Re: [thredds] Problem between OPeNDAP and TDS when netCDF file is modified

To: don.k.hooper@xxxxxxxx
Subject: Re: [thredds] Problem between OPeNDAP and TDS when netCDF file is modified
From: William Madry <madry@xxxxxxxxxxxxxxxx>
Date: Fri, 04 May 2012 14:19:52 -0600

On 05/02/2012 04:28 PM, Hoop wrote:

All,

This is my latest in a now monthly series of requests for help with
doing aggregations with our TDS.  The problem I first reported back
on 23 February, wherein aggregations don't notice time steps added
to the final file in the time series, is unresolved..  Since I last
wrote (4 April), we upgraded to 4.2.10.  There was no effect that we
could discern.  Whether we use NcML or FeatureCollection, new time
steps in the final file go unnoticed until Tomcat is restarted.
Fabulously, if a new file is added without restarting Tomcat, the
initial time steps in the new final file are added to the aggregation,
leaving a gap where the time steps added to the previous "final" file
since the last Tomcat restart should be.  This leads to complaints of
the aggregation not being CF-compliant, since it appears to have
uneven spacing in time.

Interestingly, doing the aggregation in RAMADDA works as we would
expect, since it is frequently rebuilding the aggregation.  So, while
it is perhaps less efficient than TDS, at least it is reliable.

-Hoop

Ethan,

I've deleted Claude's original post from the cascade below, and neatened up
the Subject: line, which will no doubt screw up threading.  In any case, our
web system administrator tells me that we had such a NetcdfFileCache element
all along, with maxFiles set to 0 (I don't have all of our TDS config files
in front of me, alas).  I also found, in the online documentation at:

http://www.unidata.ucar.edu/projects/THREDDS/tech/tds4.2/reference/ThreddsConfigXMLFile.html#DiskCache

the following:

  <FeatureCollection>
    <dir>/tomcat_home/content/thredds/cache/collection/</dir>
    <maxSize>20 Mb</maxSize>
    <jvmPercent>2</jvmPercent>
  </FeatureCollection>

Eliminating the<dir>  and<jvmPercent>  elements, and setting maxSize to zero
(and, hopefully putting it in the correct TDS config file.>SIGH<), we
restarted Tomcat.  The results were initially disenheartening, as a timestep
added to the final file an hour before was not included in the
featureCollection aggregation, but was picked up by the NcML aggregation of
the same time series.

I just checked again (about an hour later), and it's still not part of the
featureCollection aggregation.  So, we still have no solution AFAIK.  Of
course, I don't know which TDS config file our web system administrator
put the maxSize element in.  The web page above says it should have gone in:

${tomcat_home}/content/thredds/threddsConfig.xml

Our web system administrator has gone home for the day, but I've asked him
in e-mail just which config file he put that element in.

-Hoop

On 04/04/12 14:51, Hoop wrote:

Ethan,

Thanks for responding. I'm dubious that this will be effective.
Our web system administrator looked around and found a different
cache directory for collections. When he cleared this out, the
new invocation of Tomcat resulted in the missing timesteps finding
their way into the featureCollection aggregation. It thus strikes
me that this is indeed the cache that needs to be cleaned our and/or
disregarded by the aggregation-making daemon process.

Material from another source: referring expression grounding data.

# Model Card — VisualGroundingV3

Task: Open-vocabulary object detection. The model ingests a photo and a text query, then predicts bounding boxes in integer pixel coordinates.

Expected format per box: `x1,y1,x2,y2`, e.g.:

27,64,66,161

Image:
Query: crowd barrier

Nonetheless, we'll try it and get back to you.

-Hoop

---------------------------- Original message -------------------------------
Re: [thredds] Pb between OpenDap and THREDDS when netcdf file are modifed

* To: thredds@xxxxxxxxxxxxxxxx
* Subject: Re: [thredds] Pb between OpenDap and THREDDS when netcdf file
are modifed
* From: Ethan Davis<edavis@xxxxxxxxxxxxxxxx>
* Date: Wed, 04 Apr 2012 13:55:46 -0600

Hi Hoop,

Try turning off the NetcdfFile caching in your threddsConfig.xml by
setting NetcdfFileCache/maxFiles to zero:

http://www.unidata.ucar.edu/projects/THREDDS/tech/tds4.2/reference/ThreddsConfigXMLFile.html#FileCache

This will turn off the NetcdfFile cache globally but not the aggregation
caches. There may be some performance issues in turning this off but we
suspect that OS file caching may make it negligible.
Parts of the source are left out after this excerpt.